La jeune femme empêcha son mari de finir sa phrase en posant un doigt sur sa bouche. Elle lui murmura ensuite à l'oreille :

— Je suis persuadée qu'il y a des micros dissimulés dans tous les recoins du complexe. Pourquoi crois-tu que les murs font trois mètres d'épaisseur ? Et les dizaines de câbles qui les parcourent ? J'ai interrogé Billy, le deuxième classe qui s'occupe du maintien des installations. Même lui n'a aucune idée de l'utilité de ces câbles superflus. Ce soir, on rentre chez nous, en ville, et on en parlera tranquillement.

— Et si notre maison était également truffée de micros ? exagéra le jeune homme.

— Tu as raison, tu deviens vraiment paranoïaque, plaisanta Amanda, un sourire nerveux aux lèvres.


* * * * * *


La sulfureuse Lisa se détendait dans une petite baignoire au fond de la salle des douches communes. Elle faisait voler dans la pièce la légère mousse blanche qui débordait largement.
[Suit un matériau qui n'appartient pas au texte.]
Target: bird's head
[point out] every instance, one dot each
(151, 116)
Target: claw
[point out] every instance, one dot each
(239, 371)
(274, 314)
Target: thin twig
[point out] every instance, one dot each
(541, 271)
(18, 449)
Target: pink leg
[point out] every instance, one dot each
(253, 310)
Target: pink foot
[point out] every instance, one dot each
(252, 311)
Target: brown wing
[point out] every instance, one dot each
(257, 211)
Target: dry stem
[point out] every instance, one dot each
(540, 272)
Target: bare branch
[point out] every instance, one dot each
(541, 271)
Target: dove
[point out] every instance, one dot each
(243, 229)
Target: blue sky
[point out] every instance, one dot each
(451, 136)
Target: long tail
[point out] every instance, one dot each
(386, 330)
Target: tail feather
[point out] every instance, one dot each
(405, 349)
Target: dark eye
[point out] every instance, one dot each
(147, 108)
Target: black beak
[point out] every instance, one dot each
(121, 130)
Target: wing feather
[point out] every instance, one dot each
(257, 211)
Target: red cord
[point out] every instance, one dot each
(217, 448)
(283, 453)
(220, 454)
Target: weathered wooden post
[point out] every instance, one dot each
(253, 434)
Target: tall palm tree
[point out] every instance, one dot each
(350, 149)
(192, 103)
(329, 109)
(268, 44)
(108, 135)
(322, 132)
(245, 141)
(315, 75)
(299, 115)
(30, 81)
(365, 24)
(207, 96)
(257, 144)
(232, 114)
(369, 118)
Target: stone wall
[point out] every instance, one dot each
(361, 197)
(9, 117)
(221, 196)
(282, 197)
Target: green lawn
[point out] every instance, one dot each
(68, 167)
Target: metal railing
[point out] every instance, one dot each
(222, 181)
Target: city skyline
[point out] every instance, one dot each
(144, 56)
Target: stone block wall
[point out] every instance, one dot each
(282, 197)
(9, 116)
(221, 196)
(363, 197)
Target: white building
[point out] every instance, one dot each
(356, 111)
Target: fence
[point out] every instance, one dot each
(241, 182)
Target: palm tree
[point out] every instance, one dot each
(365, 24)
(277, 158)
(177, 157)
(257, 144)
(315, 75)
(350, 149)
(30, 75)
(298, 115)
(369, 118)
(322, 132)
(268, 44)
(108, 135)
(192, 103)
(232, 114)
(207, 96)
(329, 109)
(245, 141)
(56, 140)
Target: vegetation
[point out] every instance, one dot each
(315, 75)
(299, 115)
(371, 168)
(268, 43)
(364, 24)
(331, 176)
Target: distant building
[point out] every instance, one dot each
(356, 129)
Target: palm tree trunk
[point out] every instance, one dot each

Mais le jeu cessa vite car il était déjà dix-neuf heures trente. Elle devait se trouver devant la porte de Jonathan à vingt heures. Vêtue uniquement d'une serviette de bain, l'éblouissante nymphe traversa le labyrinthe de couloirs souterrains sous l'œil attentif des hommes sur son passage. Elle regagna sa chambre en fredonnant d'une voix douce une entêtante sérénade romantique.

Cette soirée était l'occasion ou jamais de prendre définitivement le colonel Filips dans ses filets, la prédatrice avait décidé de le récupérer et de le rendre totalement dépendant d'elle, prisonnier à jamais de ce qu'elle considérait comme la pire des faiblesses humaines : l'amour. Aucun détail ne devait être négligé, surtout pas celui de son apparence physique, c'était son outil de travail, d'une efficacité redoutable il fallait bien l'admettre.

Dès que son armoire fut ouverte son regard se posa sur un tissu noir. Elle se hâta d'en recouvrir sa peau fine et délicate. Jamais vêtement n'avait tant souligné sa beauté fatale. Le noir accentuait la blancheur pure et innocente de sa peau, l'étroite robe moulait à la perfection ses formes généreuses et un magnifique travail de chassés-croisés de fils dorés dans son dos l'embellissait davantage encore.

Elle attacha ses cheveux de façon à laisser apparaître son cou dénudé, ce cou qui affolait tant Jonathan. Son regard intense était souligné par une fine couche de khôl sur les cils et de crayon sous les yeux. C'était l'un de ses atouts majeurs, mais également une importante faiblesse. Tout transparaissait dans son regard, joie, tristesse, envie... Ses yeux, ses beaux yeux sombres, avaient déjà si souvent trahi son apparence blasée et insensible. Mais cela ne l'avait jamais empêchée d'assouvir ses désirs, d'obtenir tout ce qu'elle souhaitait.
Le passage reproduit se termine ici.